Responsibility, to Priestley and Inspector Goole, begins at home with individuals. If individuals take responsibility for their actions then this will ripple out into Society to make the lives of the majority of people better. It will also lead to the prevention of war. Individual responsibility then leads to collective responsibility. We all should be or try to be responsible for each other and work towards common shared goals.

We now live in a very individualistic, consumer-driven Society, far removed from the times Priestley lived in. It is worth thinking about the two quotations below. They show a clear difference in thinking between what the world was like in 1944/5, what it had become by the time Priestley died in the 1980s and also what it was like in Edwardian times, when the play is set.

‘There is no such thing as society. There are individual men and women and there are families.’
Margaret Thatcher, (British Prime Minister, 1987)

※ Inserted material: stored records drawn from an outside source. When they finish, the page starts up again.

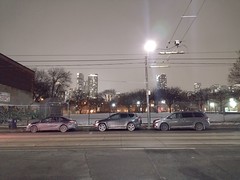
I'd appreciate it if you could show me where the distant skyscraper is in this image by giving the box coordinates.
[87,74,98,98]
[157,74,167,89]
[77,73,85,91]
[193,82,201,92]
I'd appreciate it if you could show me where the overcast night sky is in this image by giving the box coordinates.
[0,0,240,92]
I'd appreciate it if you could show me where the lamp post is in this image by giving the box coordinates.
[144,40,157,129]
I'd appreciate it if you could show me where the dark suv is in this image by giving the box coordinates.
[94,113,142,131]
[153,112,210,131]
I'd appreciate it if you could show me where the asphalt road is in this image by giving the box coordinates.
[0,129,240,180]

‘I could not be entirely serious about anything, except the well being of our society itself.’
J.B. Priestley (1962)

In the play Priestley seems to be suggesting that individuals have a duty to behave and act in a manner that will enable all members of society to benefit in ways that would not otherwise be possible on an individual basis. He did not believe that we live entirely in isolation and that we should be motivated solely for individual gain and look after only ourselves and our immediate family.

For more details about the central theme of responsibility visit the BBC.

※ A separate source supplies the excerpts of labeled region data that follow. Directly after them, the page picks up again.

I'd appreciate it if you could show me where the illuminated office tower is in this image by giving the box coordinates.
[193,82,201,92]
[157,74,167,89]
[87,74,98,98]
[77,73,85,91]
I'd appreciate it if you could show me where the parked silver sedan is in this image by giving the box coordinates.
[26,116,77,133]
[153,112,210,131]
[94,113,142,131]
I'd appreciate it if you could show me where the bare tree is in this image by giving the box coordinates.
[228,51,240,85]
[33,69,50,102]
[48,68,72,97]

Another theme of the play is time. Priestley was fascinated by time throughout his life. One great influence was the Russian mystic philosopher Peter Ouspensky (1878-1947). One of Ouspensky’s great ideas was that of ‘eternal recurrence’. This holds to the concept that the universe has been recurring, and will continue to recur in a self-similar form an infinite number of times. In other words everything happens again and again and again. Ouspensky believed that our time on the planet was spent travelling along an ever-recurring spiral and that the aim of all individuals should be to change and improve this spiral and stop making the same old mistakes. In all our lives we are presented with opportunities to learn and change and therefore swing out in a new direction. The Inspector comes back from the future or from some place outside time to offer the Birlings an opportunity to change – an opportunity they appear not to take. In the end they have learned nothing and so will have to go through it all over again.

The Inspector makes several references to time throughout the play. How many can you find? Do other characters also make reference to time?

For more information about Peter Ouspensky.

In Stephen Daldry’s award-winning Royal National Theatre production of the play, there are clearly three different time settings: The Edwardian time of the Birlings; The Second World War time outside the house, illustrated by the young boy and girl who appear on the stage at the beginning and the costumes of the extras; and finally the time inhabited by the inspector, which appears to be time outside time along some sort of fourth dimension.

Other themes in the play include Middle Class attitudes towards the poor and women; gender roles and equality and also the idea of public and private behaviour. Each of the Birling family and Gerald Croft all at some point in the play discriminate against and show prejudice towards the working classes (the poor) and women. Then, Once their role in Eva Smith’s suicide is known to them, the Birling family and Gerald Croft are very keen that nothing is made public. Their reputations appear more important than Eva’s life. This is particularly the case with Mr Birling. It could be claimed that in An Inspector Calls Priestley is trying to expose the negative and selfish private attitudes of the middle classes, particularly those (like Mr and Mrs Birling and the Croft family) who present themselves as respectable members of society and also morally upright public figures.

There is so much that can be written about this play. We hope that this information and directed links have been helpful. We hope they will get you thinking about this great play and the man who wrote it.